To solve the given electrochemical cell problem, we will follow these steps: ### Step 1: Write the Nernst Equation The Nernst equation relates the cell potential (E_cell) to the standard cell potential (E°) and the concentrations of the reactants and products.
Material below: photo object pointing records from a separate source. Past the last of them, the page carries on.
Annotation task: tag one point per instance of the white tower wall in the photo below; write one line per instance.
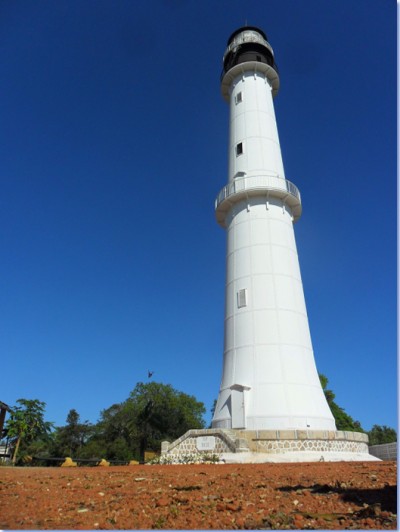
(269, 378)
(252, 122)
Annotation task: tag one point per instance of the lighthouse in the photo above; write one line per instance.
(269, 377)
(270, 406)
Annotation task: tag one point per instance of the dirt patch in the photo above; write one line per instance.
(339, 495)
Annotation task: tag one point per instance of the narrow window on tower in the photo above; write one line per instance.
(242, 298)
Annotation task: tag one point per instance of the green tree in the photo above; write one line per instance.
(70, 439)
(27, 428)
(342, 419)
(382, 434)
(161, 413)
(152, 413)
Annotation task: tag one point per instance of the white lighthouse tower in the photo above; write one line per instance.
(271, 406)
(269, 379)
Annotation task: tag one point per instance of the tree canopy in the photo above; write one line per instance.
(152, 413)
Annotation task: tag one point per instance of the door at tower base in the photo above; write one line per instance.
(238, 406)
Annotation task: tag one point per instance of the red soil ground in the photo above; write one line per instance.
(339, 495)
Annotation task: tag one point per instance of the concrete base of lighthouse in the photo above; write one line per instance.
(252, 446)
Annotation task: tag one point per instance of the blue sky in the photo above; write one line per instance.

The equation is given by: \[ E_{cell} = E^{\circ} - \frac{RT}{nF} \ln Q \] Where: - \(E_{cell}\) = cell potential (0.1115 V) - \(E^{\circ}\) = standard cell potential - \(R\) = universal gas constant (8.314 J/(mol·K)) - \(T\) = temperature in Kelvin (298 K) - \(n\) = number of moles of electrons transferred - \(F\) = Faraday's constant (96485 C/mol) - \(Q\) = reaction quotient ### Step 2: Identify the Standard Cell Potential (E°) The standard reduction potential for the half-reaction \(M^{+3} + 3e^- \rightarrow M^{+}\) is given as \(E^{\circ}_{M^{+3}/M^{+}} = 0.2 V\). The standard potential for the hydrogen half-reaction is \(E^{\circ}_{H^{+}/H_{2}} = 0 V\). The overall standard cell potential can be calculated as: \[ E^{\circ}_{cell} = E^{\circ}_{cathode} - E^{\circ}_{anode} = 0.2 V - 0 V = 0.2 V \] ### Step 3: Calculate the Reaction Quotient (Q) The reaction quotient \(Q\) for the given cell can be expressed as: \[ Q = \frac{[M^{+}]}{[M^{+3}]} \] Given that \(\frac{[M^{+}]}{[M^{+3}]} = 10^{a}\), we can substitute this into the equation. ### Step 4: Substitute Values into the Nernst Equation Now we can substitute the known values into the Nernst equation: \[ 0.1115 V = 0.2 V - \frac{(2.303)(0.059 V)}{n} \log(10^{a}) \] Here, \(n = 3\) (since 3 electrons are transferred in the reduction of \(M^{+3}\) to \(M^{+}\)). ### Step 5: Simplify the Equation Substituting \(n = 3\) into the equation gives: \[ 0.1115 V = 0.2 V - \frac{(2.303)(0.059 V)}{3} \cdot a \] Calculating the term \(\frac{(2.303)(0.059 V)}{3}\): \[ \frac{(2.303)(0.059)}{3} \approx 0.0452 V \] Now substituting this back into the equation: \[ 0.1115 V = 0.2 V - 0.0452 V \cdot a \] ### Step 6: Solve for \(a\) Rearranging the equation to isolate \(a\): \[ 0.0452 V \cdot a = 0.2 V - 0.1115 V \] Calculating the right side: \[ 0.0452 V \cdot a = 0.0885 V \] Now, solving for \(a\): \[ a = \frac{0.0885 V}{0.0452 V} \approx 1.96 \] ### Final Answer The value of \(a\) is approximately **2**.